Zane walked over to the corner of the room and carefully shrugged out of the jacket, seeing glass chunks scatter on the carpet as he dropped it.
Instead of trying to pull the holster off, he pulled at the straps to totally unfasten it, and he carefully set it and the gun on the stacks of files covering the small round table. It was followed by the sheaths, but for one knife that he pulled and used to handily slice open his Henley from collar to waist, not willing to try pulling it over his head. The back of the shirt was matted with blood, and he let it drop, too, hissing as the fabric pulled debris fragments loose as he peeled it off.

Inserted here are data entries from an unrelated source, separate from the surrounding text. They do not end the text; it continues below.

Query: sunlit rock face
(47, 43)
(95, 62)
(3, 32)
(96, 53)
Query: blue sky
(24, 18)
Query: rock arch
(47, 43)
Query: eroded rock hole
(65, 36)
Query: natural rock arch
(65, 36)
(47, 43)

He unfastened his jeans and shoved them over his hips with another hiss, leaving his legs mostly free of glass. He toed out of his shoes and socks, leaving them under the jeans, and stepped free to the foot of the bed. He crawled onto the mattress in nothing but his boxer briefs and settled on his belly with several winces.

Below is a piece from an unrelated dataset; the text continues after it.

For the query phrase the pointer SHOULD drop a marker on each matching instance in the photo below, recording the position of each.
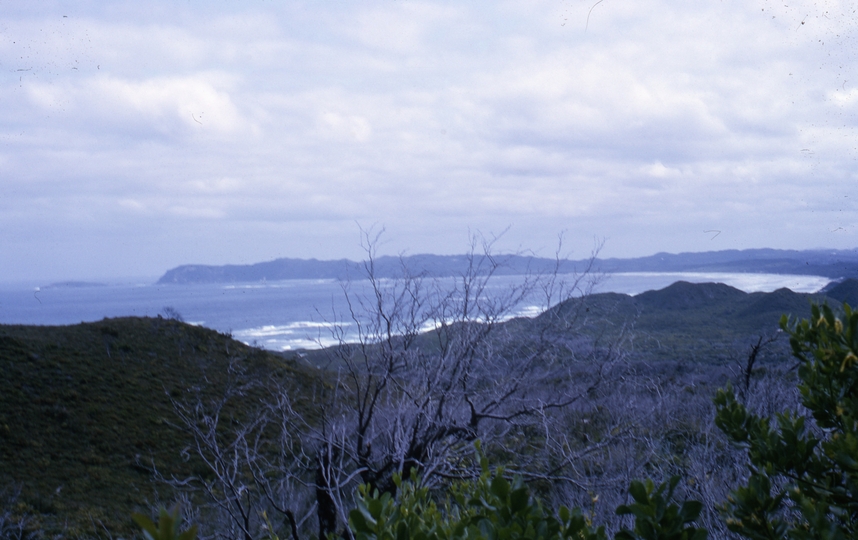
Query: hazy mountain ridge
(833, 264)
(84, 409)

Ty watched him with a furrowed brow, his face unreadable as his eyes followed the bits of bloody clothing to the floor. He snapped open his KA-BAR folding knife with a distinctive metallic clink as he stepped closer to the bed.

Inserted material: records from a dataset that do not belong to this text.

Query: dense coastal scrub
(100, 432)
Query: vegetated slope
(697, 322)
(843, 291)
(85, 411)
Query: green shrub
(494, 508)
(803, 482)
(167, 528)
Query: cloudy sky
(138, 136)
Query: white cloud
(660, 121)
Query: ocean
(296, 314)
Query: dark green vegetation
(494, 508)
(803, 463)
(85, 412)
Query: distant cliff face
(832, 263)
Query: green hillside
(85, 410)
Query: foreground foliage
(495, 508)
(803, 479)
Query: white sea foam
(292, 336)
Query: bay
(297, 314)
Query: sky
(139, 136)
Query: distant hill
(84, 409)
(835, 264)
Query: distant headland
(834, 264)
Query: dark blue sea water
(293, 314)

Pressing his lips together hard, Zane closed his eyes. It occurred to him that he just might need to be worried, but he made himself dismiss the thought. He wasn’t all that sure he trusted Ty, but he did trust him enough to think he wouldn't maim or kill him, given the chance. Grady had already had those chances.
Ty knelt on the bed beside him, surprisingly gentle as he tried not to jostle Zane too much, and he leaned to his side, putting his head beside Zane’s ear to get a better look at the glass fragments. “Going to have to dig for some of ’em,” he told Zane with that same gleefully anticipatory tone of voice he had used earlier.
“Go on,” Zane murmured tightly, not moving. It would hurt like hell, but it all had to come out. At least the damage wouldn’t require surgery this time. He would have sighed at Ty’s seeming enjoyment, but it would have required him to move.
Ty didn’t touch him for several moments, just hovered next to him on the bed peering over the wounds quietly. Finally, he moved, the rustle of his clothing and the slight dip in the bed the only indication that he was even still there. A moment later cold steel touched the skin of Zane’s nape. Once, twice, three times in rapid succession, merely brushing over the skin as if Ty were touching the side of the blade to his skin experimentally and then raising it again. The movement was repeated several more times, the only sound a swish of cotton and the tinkle of glass shards being deposited into Ty’s hand after every three or four flicks of the knife.
Zane’s eyes squeezed shut and his fingers curled in the bedspread, but otherwise he didn’t move or make a sound. He was breathing shallowly to keep his back still, and he thought after this a good, angry fit was in order.
Some of the glass felt like pins being removed as Ty scraped, just little pricks.
Other times he felt the knife cut in, and his breathing stilled as he felt the glass pry loose, leaving a tiny gouge behind.
“When I was in the service they had us testing this stuff,” Ty told him in a conversational manner as he saw the muscles in Zane’s back bunch with tension. “It was called Dragon Skin Body Armor. They wanted us to see how far it could go, you know, before it would give in. Put it through the wringer.
And since we were these crazy-ass Recon boys with a bit of a reputation for destroying government property, they figured we’d be perfect to do it. Well, we took that shit everywhere with us. Threw it out of planes, planted landmines under it, tossed grenades at it, ran over it with a Humvee. My buddy and I even set it up on this pole once and launched a ground-to-air missile at it. God, that was funny as hell,” he mused with obvious fondness.